Rasulullah bertanya, “Apakah
engkau mendengar suara muadzin di rumah yang kamu tinggal di dalamnya?”
Ia menjawab, “Ya.” Maka nabi pun bersabda, “Aku
tidak menemukan keringanan untukmu. Sungguh kalau orang yang tidak hadir
shalat jama'ah ke masjid itu mengetahui apa pahalanya orang yang berjalan
menuju shalat jama'ah, niscaya ia akan mendatanginya walaupun merangkak dengan
kedua tangan dan kakinya.” [Shahih
At-Targhib wa At-Tarhib 1/247]
Berdasarkan romantika yang dihadapi Ibnu Ummi Maktum karena kebutaannya
ini, mayoritas ulama kemudian berhujjah dengannya dan memutuskan bahwa shalat
fardhu lima waktu wajib dilaksanakan secara berjama’ah selalu. Di antaranya
adalah Ibnu Al-Mundzir yang berkata, “Jika orang yang buta tidak mendapatkan
‘udzur meninggalkan shalat jama'ah, maka orang yang memiliki penglihatan normal
lebih tidak ada ‘udzur lagi. Tidak ada keringanan sama sekali baginya.” [Al-Ausath
fi As-Sunan wa Al-Ijma' wa Al-Ikhtilaf 4/132]
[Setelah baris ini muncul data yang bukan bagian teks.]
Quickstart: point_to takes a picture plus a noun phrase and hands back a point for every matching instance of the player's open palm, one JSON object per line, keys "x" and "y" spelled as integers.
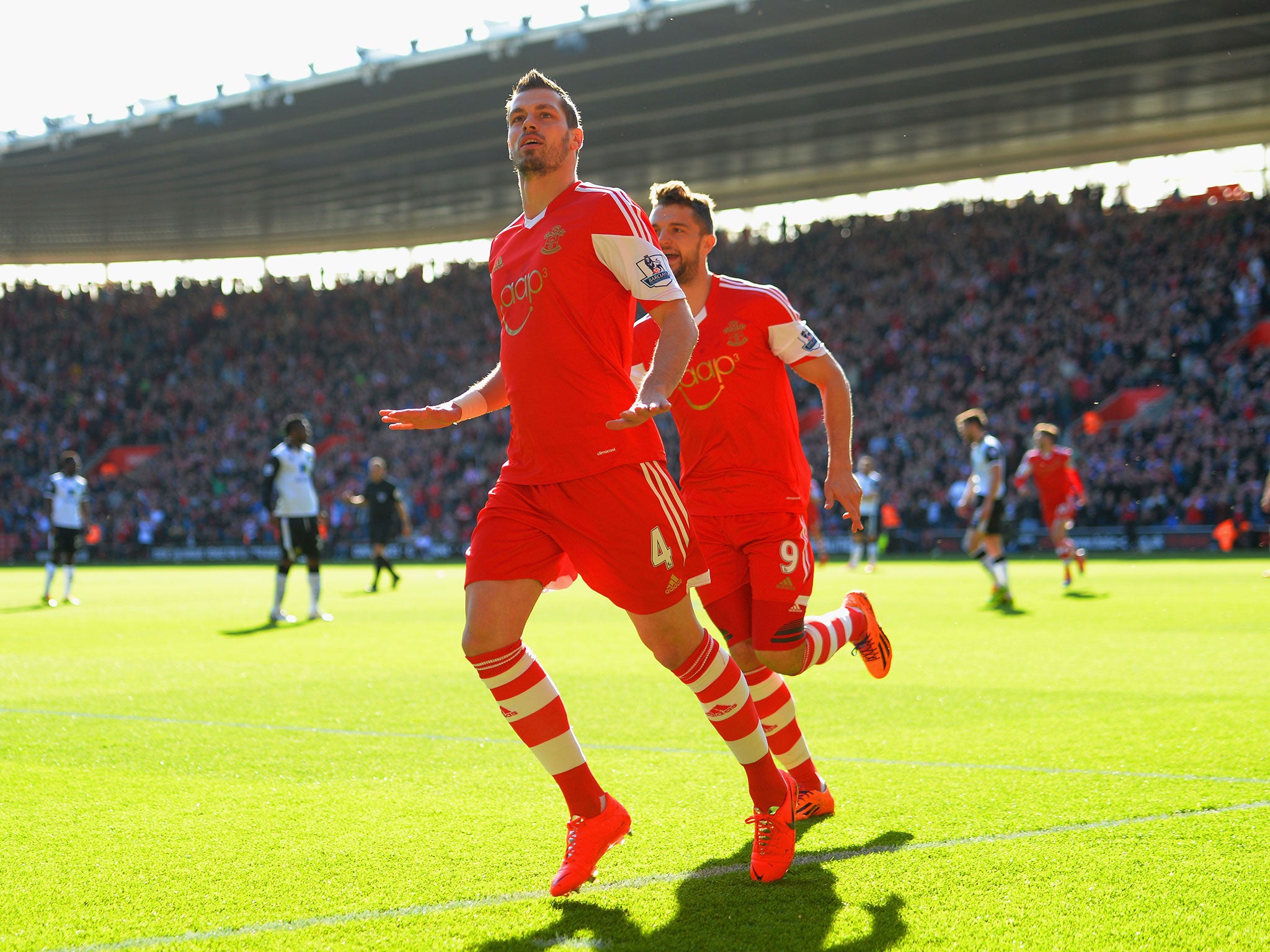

Ulama lainnya yaitu Al-Khathabi, “Dalam hadits ini ada dalil bahwa
menghadiri shalat jama'ah adalah wajib. Kalau saja shalat jama'ah itu hanya
anjuran, maka yang lebih pantas untuk meninggalkannya adalah orang yang
memiliki ‘udzur dan kelemahan atau orang yang seperti Abdullah bin Umi Maktum. [Ma’alim
As-Sunan 1/160]
Setelah beberapa kali meminta rukhshah untuk “tidak mengoptimalkan” shalat
fardhu, akhirnya Ibnu Ummi Maktum yang buta ini membulatkan tekad untuk
mengoptimalkan setiap shalat fardhu dengan cara selalu berjama’ah walaupun
beliau sudah tua renta, harus menempuh perjalanan cukup jauh bagi ukuran orang
yang berusia senja, melewati banyak pepohonan kurma, semak belukar, ancaman
terkaman hewan buas atau serangan binatang berbisa, ditambah tidak memiliki
penuntun.
Ibnu Ummi Maktum tidak menjadi terpuruk dengan kebutaannya. Bahkan beliau
semakin sukses. Rasulullah setelah melihat semangatnya yang membara untuk
menampakkan syiar-syiar Islam, maka Rasulullah menugaskannya untuk menjadi
muadzin.
Dari Ibnu ‘Umar,
قَالَ النَّبِيُّ صَلَّى اللَّهُ عَلَيْهِ وَسَلَّمَ إِنَّ بِلَالًا يُؤَذِّنُ
بِلَيْلٍ فَكُلُوا وَاشْرَبُوا حَتَّى يُؤَذِّنَ أَوْ قَالَ حَتَّى تَسْمَعُوا
أَذَانَ ابْنِ أُمِّ مَكْتُومٍ وَكَانَ ابْنُ أُمِّ مَكْتُومٍ رَجُلًا أَعْمَى لَا
يُؤَذِّنُ حَتَّى يَقُولَ لَهُ النَّاسُ أَصْبَحْتَ
Rasulullah berkata, “Bilal
mengumandangkan adzan di malam hari, maka makan dan minumlah kalian sampai Ibnu
Ummi Maktum mengumandangkan adzan.” Ibnu ‘Umar mengomentari, “Beliau adalah
orang buta yang tidak akan mengumandangkan adzan sampai ada yang mengatakan
kepadanya, “Waktu shubuh telah tiba! Waktu shubuh telah tiba!”.” [Shahih
Al-Bukhari no. 582]
Ibunda ‘Aisyah juga mengisahkan,
كَانَ ابْنُ
أُمِّ مَكْتُومٍ يُؤَذِّنُ لِرَسُولِ اللَّهِ صَلَّى اللَّهُ عَلَيْهِ وَسَلَّمَ وَهُوَ أَعْمَى
Ibnu Ummi Maktum mengumandangkan
adzan untuk Rasulullah padahal beliau buta. [Shahih Muslim no. 871]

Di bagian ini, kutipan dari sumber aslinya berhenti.